I was testing some code which, among other things, runs a linear regression of the form y = m * x + b
on some data. To keep things simple, I set my x and y data equal to each other, expecting the model to return one for the slope and zero for the intercept. However, that's not what I saw. Here's a super boiled-down example, taken mostly from the numpy docs:
>>> y = np.arange(5)
>>> x = np.arange(5)
>>> A = np.vstack([x, np.ones(5)]).T
>>> np.linalg.lstsq(A, y)
(array([ 1.00000000e+00, -8.51331872e-16]), array([ 7.50403936e-31]), 2, array([ 5.78859314, 1.22155205]))
>>> # ^slope ^intercept ^residuals ^rank ^singular values
Numpy finds the exact slope of the true line of best fit (one), but reports an intercept that, while very very small, is not zero. Additionally, even though the data can be perfectly modeled by a linear equation y = 1 * x + 0
, because this exact equation is not found, numpy reports a tiny but non-zero residual value.
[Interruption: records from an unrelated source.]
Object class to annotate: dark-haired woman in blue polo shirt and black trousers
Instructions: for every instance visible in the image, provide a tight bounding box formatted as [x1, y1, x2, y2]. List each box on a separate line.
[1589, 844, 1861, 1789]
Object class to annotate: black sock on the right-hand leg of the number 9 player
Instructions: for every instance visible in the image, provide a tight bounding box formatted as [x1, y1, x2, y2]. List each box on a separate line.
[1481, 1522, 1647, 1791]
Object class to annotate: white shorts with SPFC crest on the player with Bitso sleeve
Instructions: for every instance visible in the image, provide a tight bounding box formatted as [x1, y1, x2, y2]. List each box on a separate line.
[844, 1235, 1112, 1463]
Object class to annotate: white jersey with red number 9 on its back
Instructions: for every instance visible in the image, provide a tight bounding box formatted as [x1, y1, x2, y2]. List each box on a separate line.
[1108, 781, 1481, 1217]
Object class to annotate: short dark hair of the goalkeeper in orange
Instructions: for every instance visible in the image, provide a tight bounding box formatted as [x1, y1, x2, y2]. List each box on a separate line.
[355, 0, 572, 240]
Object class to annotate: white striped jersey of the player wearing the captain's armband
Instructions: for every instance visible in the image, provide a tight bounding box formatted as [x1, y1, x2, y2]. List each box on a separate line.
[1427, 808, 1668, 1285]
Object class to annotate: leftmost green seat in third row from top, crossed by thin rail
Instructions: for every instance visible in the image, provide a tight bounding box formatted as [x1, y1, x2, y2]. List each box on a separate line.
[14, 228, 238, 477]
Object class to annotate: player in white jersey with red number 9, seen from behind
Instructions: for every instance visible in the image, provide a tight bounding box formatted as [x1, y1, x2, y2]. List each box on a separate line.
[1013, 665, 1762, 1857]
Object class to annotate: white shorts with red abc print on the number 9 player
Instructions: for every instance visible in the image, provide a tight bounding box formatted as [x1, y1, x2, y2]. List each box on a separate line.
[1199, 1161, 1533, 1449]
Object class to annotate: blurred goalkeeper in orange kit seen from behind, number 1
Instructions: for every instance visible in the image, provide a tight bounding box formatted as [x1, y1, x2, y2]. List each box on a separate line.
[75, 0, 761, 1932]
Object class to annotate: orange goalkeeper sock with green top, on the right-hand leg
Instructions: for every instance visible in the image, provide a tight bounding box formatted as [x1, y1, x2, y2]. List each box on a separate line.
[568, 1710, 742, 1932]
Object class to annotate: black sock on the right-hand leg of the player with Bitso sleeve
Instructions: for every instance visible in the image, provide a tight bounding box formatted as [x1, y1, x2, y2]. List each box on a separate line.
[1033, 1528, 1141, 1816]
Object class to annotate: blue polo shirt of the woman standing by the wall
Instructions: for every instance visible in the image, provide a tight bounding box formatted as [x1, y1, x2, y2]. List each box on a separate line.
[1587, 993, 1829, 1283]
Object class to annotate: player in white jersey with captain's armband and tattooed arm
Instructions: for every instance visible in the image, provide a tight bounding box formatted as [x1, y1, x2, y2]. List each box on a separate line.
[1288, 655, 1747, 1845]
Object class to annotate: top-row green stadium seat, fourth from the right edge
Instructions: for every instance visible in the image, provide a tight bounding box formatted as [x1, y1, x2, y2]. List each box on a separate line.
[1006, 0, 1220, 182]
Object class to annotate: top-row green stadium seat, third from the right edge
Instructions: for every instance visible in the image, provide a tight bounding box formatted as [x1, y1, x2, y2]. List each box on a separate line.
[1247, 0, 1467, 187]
As a sanity check, I tried this out in R (my "native" language), and observed similar results:
> x <- c(0 : 4)
> y <- c(0 : 4)
> lm(y ~ x)
Call:
lm(formula = y ~ x)
Coefficients:
(Intercept) x
-3.972e-16 1.000e+00
My question is, why and under what circumstances does this happen? Is it an artifact of looking for a model with a perfect fit, or is there always a tiny bit of noise added to regression output that we usually just don't see? In this case, the answer is almost certainly close enough to zero, so I'm mainly driven by academic curiosity. However, I also wonder if there are cases where this effect could be magnified to be nontrivial relative to the data.
I've probably revealed this by now, but I have basically no understanding of lower-level programming languages, and while I once had a cursory understanding of how to do this sort of linear algebra "by hand", it has long ago faded from my mind.